Natural Language Processing

Table of Contents

OpenNLP NER Extraction pipeline stage
NLP Annotator pipeline stages
NLP features

This topic describes Fusion’s Natural Language Processing (NLP) features, available in the legacy OpenNLP NER Extraction index pipeline stage and NLP Annotator index and query pipeline stages.

Lucidworks offers free training to help you get started.

The Course for Natural Language Processing focuses on how to implement NLP applications to optimize search relevancy:

Visit the LucidAcademy to see the full training catalog.

OpenNLP NER Extraction pipeline stage

The OpenNLP NER Extraction index pipeline stage performs only Named Entity Recognition (NER). This stage is available in all versions of Fusion.

For additional NLP functionality, use the NLP Annotator pipeline stages, available in Fusion versions 4.2 and later. See below for details.

NLP Annotator pipeline stages

The NLP Annotator is both an index pipeline stage and a query pipeline stage. The NLP Annotator performs a variety of fundamental NLP tasks:

Sentence detection
Named Entity Extraction (NER)
Part-of-Speech (POS) Tagging

If configured in an index pipeline, the NLP annotator performs selected NLP tasks on raw document content during the indexing process (see more details here). If configured in a query pipeline, the NLP annotator performs selected NLP tasks on the query text content (see more details here).

NLP features

Fusion’s NLP Annotator pipeline stages include the NLP features described below.

Sentence detection

Sentence detection is the process of analyzing text to determine sentence boundaries. It is typically the first step taken when performing any kind of natural language processing on a document. Commonly, a sentence is indexed as a multi-value field that can be used for various purposes, as in these examples:

Relevancy: Boost documents whose first sentence matches the query terms.
Snippets: When presenting the search results, display the first few sentences of each document.
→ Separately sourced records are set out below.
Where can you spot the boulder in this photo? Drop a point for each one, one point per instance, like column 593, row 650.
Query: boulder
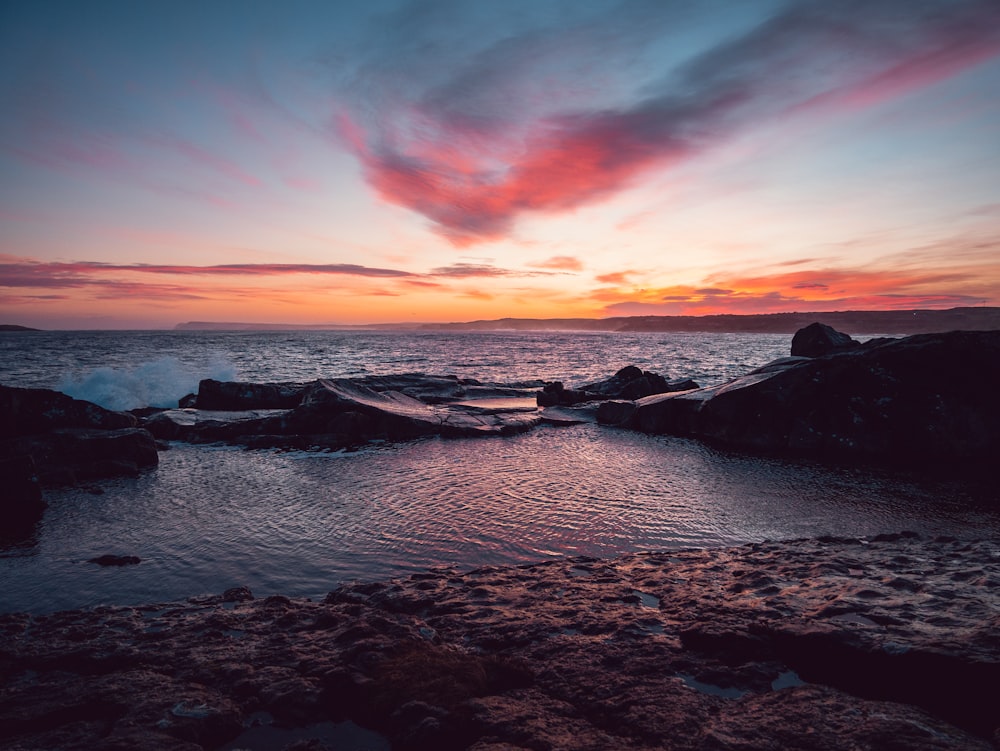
column 818, row 339
column 628, row 383
column 21, row 503
column 112, row 559
column 928, row 399
column 767, row 646
column 68, row 456
column 70, row 440
column 33, row 411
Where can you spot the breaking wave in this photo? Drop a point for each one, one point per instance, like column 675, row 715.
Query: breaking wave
column 159, row 383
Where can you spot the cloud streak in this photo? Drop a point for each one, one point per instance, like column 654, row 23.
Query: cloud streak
column 26, row 273
column 453, row 154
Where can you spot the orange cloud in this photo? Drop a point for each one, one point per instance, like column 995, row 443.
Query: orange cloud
column 559, row 263
column 813, row 290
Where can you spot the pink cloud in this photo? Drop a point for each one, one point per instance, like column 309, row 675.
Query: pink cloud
column 473, row 173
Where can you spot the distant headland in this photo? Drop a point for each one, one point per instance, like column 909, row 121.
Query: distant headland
column 854, row 321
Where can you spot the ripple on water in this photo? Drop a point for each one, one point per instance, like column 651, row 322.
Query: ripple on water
column 300, row 523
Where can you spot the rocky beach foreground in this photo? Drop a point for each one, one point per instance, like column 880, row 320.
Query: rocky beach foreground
column 891, row 642
column 886, row 643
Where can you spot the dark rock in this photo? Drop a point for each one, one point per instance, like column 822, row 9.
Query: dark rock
column 34, row 411
column 818, row 339
column 555, row 394
column 929, row 399
column 237, row 594
column 115, row 560
column 70, row 440
column 765, row 646
column 68, row 456
column 576, row 415
column 21, row 503
column 233, row 395
column 615, row 412
column 628, row 383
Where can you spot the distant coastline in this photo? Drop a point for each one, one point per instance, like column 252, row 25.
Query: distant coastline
column 853, row 321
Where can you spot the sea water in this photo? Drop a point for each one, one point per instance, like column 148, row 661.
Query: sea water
column 300, row 523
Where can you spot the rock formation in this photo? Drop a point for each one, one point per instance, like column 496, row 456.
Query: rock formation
column 929, row 399
column 818, row 339
column 830, row 644
column 69, row 440
column 628, row 383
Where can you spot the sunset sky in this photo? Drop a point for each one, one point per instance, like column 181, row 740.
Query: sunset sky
column 396, row 161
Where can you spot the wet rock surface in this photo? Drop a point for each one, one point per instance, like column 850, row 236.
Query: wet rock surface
column 56, row 439
column 929, row 399
column 831, row 644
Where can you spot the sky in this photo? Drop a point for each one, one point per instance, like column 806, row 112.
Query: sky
column 453, row 160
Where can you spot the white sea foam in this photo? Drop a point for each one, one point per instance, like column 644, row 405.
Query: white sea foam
column 160, row 383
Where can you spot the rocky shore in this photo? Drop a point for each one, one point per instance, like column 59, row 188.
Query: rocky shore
column 885, row 643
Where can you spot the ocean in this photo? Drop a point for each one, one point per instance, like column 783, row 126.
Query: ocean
column 301, row 523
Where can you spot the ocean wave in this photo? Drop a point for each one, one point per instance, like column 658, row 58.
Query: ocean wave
column 159, row 383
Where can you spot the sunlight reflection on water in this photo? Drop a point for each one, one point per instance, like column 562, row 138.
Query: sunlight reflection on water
column 299, row 523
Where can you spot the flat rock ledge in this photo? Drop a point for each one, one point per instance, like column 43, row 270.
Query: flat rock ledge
column 887, row 643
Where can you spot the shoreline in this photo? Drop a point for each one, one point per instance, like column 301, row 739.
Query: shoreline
column 847, row 642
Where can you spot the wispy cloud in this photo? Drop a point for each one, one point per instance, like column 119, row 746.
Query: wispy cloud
column 807, row 290
column 15, row 272
column 559, row 263
column 449, row 152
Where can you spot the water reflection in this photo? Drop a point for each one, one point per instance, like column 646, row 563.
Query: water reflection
column 299, row 523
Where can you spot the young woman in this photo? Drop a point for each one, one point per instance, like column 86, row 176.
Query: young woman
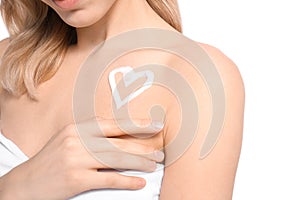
column 41, row 154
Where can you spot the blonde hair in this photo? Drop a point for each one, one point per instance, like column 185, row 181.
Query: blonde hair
column 39, row 40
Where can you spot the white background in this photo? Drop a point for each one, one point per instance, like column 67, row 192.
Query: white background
column 263, row 38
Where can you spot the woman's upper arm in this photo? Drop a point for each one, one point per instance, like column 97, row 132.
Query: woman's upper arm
column 211, row 178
Named Entity Recognition (NER)

Named Entity Recognition is a popular technique used in information extraction to identify and segment the named entities and classify or categorize them under these predefined classes:

person
organization
location

For example:

Person		Organization		Location
Jane	is the CEO of	Example Company	, based in	San Francisco.

Person

Organization

Location

Jane

is the CEO of

Example Company

, based in

San Francisco.

Name entity recognition is widely leveraged by today’s text mining projects. When organizations store large volumes of business documents in Fusion, the natural next step is to turn the large volume of text-centric data into some kind of knowledge base.

Take entity linking projects, for example: The client may want to link all relevant documents with an existing list of entities of interest. One way of doing this is to extract entities from all raw text documents, then perform fuzzy matching or another kind of text pattern matching to link relevant documents with a specific entity from the given list. This is more efficient than scanning the whole document and trying to search for the entity name. In this scenario, NER extraction is an ideal tool.

Fusion has integrated NER capability into its indexing and query pipelines to enable customers to perform knowledge discovery easily.

Part-of-Speech (POS) tagging

One of the most important roles of POS tagging is "word sense disambiguation". For instance, when searching for the word "present", if the intent is to look for the concept of gift, then having the word "present" tagged as a "noun" will help filter out content with "present" as a verb, representing an action of bringing before the public.